O Secretario-adjunto do Sínodo dos Bispos nos ajuda a compreender a importância da sinodalidade, algo que põe em jogo a coerência da Igreja.
Eis a entrevista.
Sinodalidade, uma palavra que podemos dizer vem da primeira Igreja, que foi promovida há 60 anos pelo Concílio Vaticano II, mas que ainda soa estranho para muitas pessoas. O que significa sinodalidade?
A sinodalidade, não tanto a palavra, mas o conceito, nos leva de volta à Igreja primitiva, à Igreja dos Apóstolos. É uma Igreja que é a família de Deus, participativa, unida a Cristo, evangelizadora, dinâmica. Isto é sinodalidade, caminhar juntos, comunhão no caminho.
- Antes de tudo, ser cristão significa ser incorporado a Cristo, conhecer Cristo desde a experiência, aprofundar em Cristo e proclamar Cristo. Isto é caminhar, isto é próprio da Igreja.
- Em segundo lugar, sempre juntos, em comunidade, em família, nunca em isolamento, nunca em egoísmo, nunca em individualismo, como uma comunidade, uma Igreja, uma família, juntos.
E isto tem que entrar no ser, na atuação e no estilo da Igreja. Isto é sinodalidade e é aqui que nós estamos.
- Não é nada de novo,
- mas ao mesmo tempo o ímpeto, a ênfase, a realização do que este compromisso atual com a sinodalidade traz consigo
- pode ser novo.
A sinodalidade é um processo dinâmico que nunca termina.

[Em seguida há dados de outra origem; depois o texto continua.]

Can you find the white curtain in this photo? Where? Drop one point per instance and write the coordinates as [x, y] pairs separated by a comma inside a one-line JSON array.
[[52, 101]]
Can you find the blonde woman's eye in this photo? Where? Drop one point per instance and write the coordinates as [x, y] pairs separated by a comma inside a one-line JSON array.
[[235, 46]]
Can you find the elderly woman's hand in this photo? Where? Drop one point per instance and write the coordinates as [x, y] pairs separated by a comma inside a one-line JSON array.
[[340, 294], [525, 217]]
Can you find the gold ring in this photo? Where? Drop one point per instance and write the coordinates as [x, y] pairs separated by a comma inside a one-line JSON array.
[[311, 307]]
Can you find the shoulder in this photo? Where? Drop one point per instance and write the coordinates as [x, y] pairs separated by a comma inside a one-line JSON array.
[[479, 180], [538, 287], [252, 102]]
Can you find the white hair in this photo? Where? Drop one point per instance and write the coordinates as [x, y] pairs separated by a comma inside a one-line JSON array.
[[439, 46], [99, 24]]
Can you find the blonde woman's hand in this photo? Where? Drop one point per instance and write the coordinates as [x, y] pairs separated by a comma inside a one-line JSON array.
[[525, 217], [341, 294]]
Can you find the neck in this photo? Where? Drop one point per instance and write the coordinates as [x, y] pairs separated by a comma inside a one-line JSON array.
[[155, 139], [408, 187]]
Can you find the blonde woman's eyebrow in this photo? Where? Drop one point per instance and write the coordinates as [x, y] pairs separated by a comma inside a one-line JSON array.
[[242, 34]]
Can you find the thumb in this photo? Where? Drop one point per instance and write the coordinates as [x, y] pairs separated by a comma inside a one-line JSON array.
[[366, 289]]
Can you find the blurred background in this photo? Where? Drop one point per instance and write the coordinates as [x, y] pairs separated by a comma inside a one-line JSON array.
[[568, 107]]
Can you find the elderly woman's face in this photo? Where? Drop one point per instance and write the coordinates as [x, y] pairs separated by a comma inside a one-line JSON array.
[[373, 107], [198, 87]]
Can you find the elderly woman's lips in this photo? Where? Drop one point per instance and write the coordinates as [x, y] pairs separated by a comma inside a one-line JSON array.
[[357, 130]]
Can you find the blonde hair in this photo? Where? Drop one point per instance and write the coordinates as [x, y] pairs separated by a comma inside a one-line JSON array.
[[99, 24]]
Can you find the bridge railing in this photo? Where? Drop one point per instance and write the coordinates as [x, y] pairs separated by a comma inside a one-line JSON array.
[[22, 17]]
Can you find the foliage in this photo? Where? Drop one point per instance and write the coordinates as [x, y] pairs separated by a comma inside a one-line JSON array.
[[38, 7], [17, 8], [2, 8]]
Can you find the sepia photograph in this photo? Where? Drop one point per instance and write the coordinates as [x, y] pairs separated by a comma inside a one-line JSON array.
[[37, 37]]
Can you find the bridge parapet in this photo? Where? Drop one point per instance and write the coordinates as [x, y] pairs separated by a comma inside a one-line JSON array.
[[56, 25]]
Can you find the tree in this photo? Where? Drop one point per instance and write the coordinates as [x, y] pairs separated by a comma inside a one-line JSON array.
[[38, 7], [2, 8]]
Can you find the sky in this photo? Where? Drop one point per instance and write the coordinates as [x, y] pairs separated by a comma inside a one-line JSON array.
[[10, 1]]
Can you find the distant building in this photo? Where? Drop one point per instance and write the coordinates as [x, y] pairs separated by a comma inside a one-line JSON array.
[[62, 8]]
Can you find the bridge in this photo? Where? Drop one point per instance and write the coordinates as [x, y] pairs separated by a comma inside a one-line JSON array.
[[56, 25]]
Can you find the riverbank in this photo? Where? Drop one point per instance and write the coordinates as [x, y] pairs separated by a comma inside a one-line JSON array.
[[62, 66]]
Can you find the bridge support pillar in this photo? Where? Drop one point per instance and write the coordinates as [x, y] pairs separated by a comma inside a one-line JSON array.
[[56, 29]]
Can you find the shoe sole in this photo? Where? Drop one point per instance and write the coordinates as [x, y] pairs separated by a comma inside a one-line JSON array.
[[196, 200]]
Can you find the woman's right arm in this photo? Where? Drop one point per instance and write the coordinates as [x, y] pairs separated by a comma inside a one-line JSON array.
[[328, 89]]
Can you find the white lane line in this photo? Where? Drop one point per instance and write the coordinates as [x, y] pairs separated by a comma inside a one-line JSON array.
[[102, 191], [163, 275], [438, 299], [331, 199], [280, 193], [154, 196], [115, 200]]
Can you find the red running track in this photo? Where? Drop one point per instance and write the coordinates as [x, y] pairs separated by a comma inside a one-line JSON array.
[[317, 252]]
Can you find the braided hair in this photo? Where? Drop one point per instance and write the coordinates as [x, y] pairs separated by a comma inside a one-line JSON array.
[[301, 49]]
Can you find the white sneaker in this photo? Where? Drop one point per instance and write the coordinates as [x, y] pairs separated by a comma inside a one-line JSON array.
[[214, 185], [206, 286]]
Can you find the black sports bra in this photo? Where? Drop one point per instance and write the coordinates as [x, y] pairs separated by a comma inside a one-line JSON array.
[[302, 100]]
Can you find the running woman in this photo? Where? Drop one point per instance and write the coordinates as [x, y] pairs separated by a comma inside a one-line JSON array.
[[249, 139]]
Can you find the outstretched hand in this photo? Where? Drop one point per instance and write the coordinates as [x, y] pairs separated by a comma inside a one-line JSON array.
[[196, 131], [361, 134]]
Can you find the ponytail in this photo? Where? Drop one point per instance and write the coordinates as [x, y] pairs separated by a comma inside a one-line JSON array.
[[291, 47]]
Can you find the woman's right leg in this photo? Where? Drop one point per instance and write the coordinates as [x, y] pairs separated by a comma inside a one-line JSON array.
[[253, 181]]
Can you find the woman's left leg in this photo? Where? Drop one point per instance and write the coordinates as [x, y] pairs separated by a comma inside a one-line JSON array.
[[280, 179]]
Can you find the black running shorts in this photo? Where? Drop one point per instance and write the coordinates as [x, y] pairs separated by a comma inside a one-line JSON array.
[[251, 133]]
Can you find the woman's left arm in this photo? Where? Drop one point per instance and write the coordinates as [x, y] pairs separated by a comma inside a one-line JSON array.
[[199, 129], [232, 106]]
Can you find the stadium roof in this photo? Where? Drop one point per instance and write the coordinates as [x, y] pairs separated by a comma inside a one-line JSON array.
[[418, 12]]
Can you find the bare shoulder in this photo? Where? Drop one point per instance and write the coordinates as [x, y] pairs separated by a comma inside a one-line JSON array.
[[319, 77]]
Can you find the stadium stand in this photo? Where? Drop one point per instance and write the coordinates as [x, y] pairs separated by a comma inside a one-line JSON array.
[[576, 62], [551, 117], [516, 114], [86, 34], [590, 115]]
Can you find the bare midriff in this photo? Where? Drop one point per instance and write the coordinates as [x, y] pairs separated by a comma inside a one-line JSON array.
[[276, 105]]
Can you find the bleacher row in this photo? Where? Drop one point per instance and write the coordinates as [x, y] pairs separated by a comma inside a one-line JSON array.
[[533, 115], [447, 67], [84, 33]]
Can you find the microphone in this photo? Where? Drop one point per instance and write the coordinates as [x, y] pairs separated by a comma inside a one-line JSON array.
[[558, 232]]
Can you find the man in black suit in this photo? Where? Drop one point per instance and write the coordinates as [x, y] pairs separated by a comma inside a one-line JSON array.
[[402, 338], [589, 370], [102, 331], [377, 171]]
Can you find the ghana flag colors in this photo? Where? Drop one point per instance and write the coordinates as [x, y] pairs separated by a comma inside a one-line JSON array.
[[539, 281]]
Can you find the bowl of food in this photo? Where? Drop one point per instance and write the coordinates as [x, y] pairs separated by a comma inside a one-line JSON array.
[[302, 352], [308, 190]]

Toda a Igreja e tudo o que é Igreja deve ser sinodal.
- É um processo de escuta e discernimento que se orienta para uma tarefa evangelizadora comum baseada na participação, inter-relacionando,
- não anulando, as diferentes vocações e carismas.
- Começa de baixo, como uma experiência eclesial, com três ideias-chave sobre a forma de proceder: abertura, proximidade, acompanhamento.
Luis Marín (Foto: Luis Miguel Modino)
E por que a sinodalidade é importante para a Igreja?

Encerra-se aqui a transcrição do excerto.